Huge Lake Discovered 15 Kilometres Under a Volcano
The floating lab, Joides Resolution, heads for Indonesian waters |
The unexpected water, which is mixed with partially melted magma, could help to explain why and how eruptions happen.
This water may also be playing a role in the formation of the continental crust we live on, and could be further evidence that our planet has had water circulating in its interior since its formation.
Deep Earth in a lab
Jon Blundy of the University of Bristol, UK, and his colleagues made the discovery while studying a huge “anomaly” 15 kilometres beneath the currently dormant Uturuncu volcano in the Bolivian Andes. The anomaly, called the Altiplano-Puna magma body, slows down seismic waves and conducts electricity, unlike surrounding magma.
This included pressures 30,000 times as high as atmospheric pressure, and temperatures up to 1500 °C. “We reproduced conditions deep in the Earth in the lab,” says Blundy.
They found that at a particular water content, the electrical conductivity exactly matched the value measured in the anomaly. “By weight, we calculated it contains 8 to 10 per cent water,” says Blundy.
Staggering amount
The Altiplano-Puna magma body is known to be around half a million cubic kilometres in volume, so the researchers estimate it must contain a similar amount of water to some of the largest freshwater lakes on Earth. “It’s probably somewhere between Lake Superior and Lake Huron,” says Blundy. “It’s a staggeringly large amount.”
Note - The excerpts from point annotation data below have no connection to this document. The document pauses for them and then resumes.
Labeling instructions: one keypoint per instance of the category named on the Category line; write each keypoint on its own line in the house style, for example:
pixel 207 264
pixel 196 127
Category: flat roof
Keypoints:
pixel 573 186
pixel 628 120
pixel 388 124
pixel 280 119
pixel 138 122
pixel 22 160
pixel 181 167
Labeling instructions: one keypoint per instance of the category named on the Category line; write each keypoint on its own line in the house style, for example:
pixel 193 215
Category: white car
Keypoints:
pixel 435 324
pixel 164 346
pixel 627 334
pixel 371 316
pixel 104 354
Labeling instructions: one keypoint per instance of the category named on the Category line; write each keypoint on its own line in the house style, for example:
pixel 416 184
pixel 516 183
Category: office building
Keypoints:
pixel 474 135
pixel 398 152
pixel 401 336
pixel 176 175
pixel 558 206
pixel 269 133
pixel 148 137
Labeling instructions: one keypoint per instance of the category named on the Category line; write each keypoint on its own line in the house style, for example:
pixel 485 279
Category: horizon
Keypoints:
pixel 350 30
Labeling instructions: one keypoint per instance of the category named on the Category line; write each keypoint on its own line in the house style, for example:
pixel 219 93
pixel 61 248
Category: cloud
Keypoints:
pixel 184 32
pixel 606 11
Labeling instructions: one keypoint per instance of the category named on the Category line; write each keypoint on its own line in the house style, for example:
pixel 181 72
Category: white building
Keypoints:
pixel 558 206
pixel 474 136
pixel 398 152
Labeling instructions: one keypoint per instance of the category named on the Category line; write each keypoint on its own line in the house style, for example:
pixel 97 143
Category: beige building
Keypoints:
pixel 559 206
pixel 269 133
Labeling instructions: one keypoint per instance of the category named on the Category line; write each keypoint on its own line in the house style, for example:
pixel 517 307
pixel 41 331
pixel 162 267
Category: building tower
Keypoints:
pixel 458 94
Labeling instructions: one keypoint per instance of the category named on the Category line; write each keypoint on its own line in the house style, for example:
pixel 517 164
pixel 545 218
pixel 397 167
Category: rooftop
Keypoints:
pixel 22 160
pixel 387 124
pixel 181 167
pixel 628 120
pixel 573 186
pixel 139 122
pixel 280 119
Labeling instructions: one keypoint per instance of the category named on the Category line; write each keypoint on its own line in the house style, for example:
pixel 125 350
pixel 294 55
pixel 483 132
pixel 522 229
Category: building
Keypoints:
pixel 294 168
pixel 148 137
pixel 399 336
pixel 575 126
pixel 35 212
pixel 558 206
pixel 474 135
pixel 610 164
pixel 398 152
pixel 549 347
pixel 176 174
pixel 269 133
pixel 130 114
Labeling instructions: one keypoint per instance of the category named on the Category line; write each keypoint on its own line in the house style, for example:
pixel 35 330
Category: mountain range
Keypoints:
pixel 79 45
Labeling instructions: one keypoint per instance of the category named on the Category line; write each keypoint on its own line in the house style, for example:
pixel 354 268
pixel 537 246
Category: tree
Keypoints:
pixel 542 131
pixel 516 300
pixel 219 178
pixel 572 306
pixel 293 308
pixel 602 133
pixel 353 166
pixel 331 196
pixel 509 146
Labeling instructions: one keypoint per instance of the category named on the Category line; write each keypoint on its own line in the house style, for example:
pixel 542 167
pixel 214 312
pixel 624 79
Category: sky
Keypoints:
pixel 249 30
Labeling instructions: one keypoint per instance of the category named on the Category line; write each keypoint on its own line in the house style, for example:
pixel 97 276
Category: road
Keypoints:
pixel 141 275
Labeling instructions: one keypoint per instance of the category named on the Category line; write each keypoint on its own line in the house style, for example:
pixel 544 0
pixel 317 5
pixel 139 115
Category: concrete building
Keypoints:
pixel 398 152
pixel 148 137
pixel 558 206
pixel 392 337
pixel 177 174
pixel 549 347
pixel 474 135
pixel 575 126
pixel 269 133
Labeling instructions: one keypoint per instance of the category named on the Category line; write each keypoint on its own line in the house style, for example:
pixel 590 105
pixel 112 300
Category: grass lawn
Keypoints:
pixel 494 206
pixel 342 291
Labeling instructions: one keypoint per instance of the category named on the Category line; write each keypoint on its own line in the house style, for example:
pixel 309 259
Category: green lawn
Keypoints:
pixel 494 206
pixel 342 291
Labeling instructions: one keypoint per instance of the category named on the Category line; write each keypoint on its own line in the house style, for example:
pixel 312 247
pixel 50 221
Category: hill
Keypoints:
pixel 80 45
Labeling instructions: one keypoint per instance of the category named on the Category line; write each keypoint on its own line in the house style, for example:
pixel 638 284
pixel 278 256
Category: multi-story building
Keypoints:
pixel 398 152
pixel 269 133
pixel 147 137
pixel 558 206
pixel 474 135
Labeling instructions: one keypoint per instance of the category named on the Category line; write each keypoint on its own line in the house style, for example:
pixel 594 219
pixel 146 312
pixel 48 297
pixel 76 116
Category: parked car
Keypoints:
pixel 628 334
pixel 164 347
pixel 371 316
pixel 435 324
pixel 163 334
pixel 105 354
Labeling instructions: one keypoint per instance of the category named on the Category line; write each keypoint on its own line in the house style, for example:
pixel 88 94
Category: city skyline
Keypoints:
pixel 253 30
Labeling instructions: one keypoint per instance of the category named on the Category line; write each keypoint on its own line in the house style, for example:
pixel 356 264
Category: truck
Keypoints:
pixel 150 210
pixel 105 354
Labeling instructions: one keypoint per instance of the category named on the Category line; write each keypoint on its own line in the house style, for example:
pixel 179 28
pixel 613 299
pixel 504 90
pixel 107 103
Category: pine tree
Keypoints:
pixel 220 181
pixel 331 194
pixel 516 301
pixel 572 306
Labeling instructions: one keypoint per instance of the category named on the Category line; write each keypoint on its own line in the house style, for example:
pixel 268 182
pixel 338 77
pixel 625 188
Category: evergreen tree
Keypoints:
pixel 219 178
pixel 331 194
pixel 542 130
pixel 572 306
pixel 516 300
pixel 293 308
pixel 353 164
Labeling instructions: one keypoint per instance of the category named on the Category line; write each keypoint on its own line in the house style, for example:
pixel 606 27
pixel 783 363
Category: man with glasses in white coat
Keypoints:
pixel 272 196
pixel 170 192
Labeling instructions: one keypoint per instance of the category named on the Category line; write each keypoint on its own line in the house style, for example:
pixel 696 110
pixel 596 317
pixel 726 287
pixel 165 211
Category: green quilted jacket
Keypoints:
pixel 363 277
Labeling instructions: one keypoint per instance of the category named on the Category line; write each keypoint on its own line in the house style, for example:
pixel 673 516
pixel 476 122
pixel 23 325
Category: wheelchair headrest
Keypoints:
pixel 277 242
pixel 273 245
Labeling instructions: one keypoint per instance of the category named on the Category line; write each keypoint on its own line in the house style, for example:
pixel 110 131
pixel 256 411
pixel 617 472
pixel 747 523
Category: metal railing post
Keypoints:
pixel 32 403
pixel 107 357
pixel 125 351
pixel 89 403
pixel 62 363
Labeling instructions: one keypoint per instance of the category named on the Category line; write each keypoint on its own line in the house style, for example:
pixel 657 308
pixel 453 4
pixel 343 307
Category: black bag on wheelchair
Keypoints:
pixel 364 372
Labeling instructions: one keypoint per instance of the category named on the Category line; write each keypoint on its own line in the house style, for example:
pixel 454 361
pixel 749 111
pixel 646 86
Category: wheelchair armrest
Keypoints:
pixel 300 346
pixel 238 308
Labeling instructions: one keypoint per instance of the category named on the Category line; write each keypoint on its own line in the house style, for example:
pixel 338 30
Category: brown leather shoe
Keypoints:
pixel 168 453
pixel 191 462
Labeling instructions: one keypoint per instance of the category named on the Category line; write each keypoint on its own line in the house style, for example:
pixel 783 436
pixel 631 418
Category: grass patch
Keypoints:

Other anomalies with similar unexplained conductivity have been discovered beneath other volcanoes, such as those in the Taupo Volcanic Zone in New Zealand, and Mount St Helen’s in Washington State, which erupted spectacularly in 1980. It’s likely that these are also signs of secret reservoirs.
“This study illuminates a new feature of Earth’s deep-water cycle, and reminds us how little we know about the pathway of water through Earth’s crust and mantle systems on geologic timescales,” says Steve Jacobsen of Northwestern University in Evanston, Illinois, whose team previously discovered a reservoir of water three times the volume of all the oceans 700 kilometres down in the mantle.
Such discoveries add to growing evidence that significant amounts of water exist in Earth’s interior, some of which may even have been the source of today’s oceans. It could be that the water that makes our planet habitable was present in the dust that coalesced to create Earth, rather than arriving later on ice-rich comets or asteroids.
Beyond our reach
We can forget about extracting the newly found water. “It’s dissolved in partially melted rock at 950 to 1000 °C, so it’s not accessible,” says Blundy.
But increased water content in magma may help to explain the composition of continental crust rocks. When magma in the mantle – mainly composed of basalt – rises up into the crust, the water helps to enrich the basalt with silica and deplete it of magnesium, eventually forming rocks like the andesite found beneath the Andes.
“The process in Uturuncu is a microcosm of continental crust formation, and involves much more water than we thought, probably twice as much,” says Blundy.
Water is also one of the volatile components dissolved in magma that drive volcanic eruptions, he says. “Dissolved at shallower depths where the pressure is lower, it comes out as bubbles, which end up as an explosive eruption.”
In the future, understanding more about how water can trigger eruptions could help volcanologists better interpret seismic activity, perhaps improving predictions. “Our results will hopefully improve our ability to interpret these signals of unrest,” says Blundy.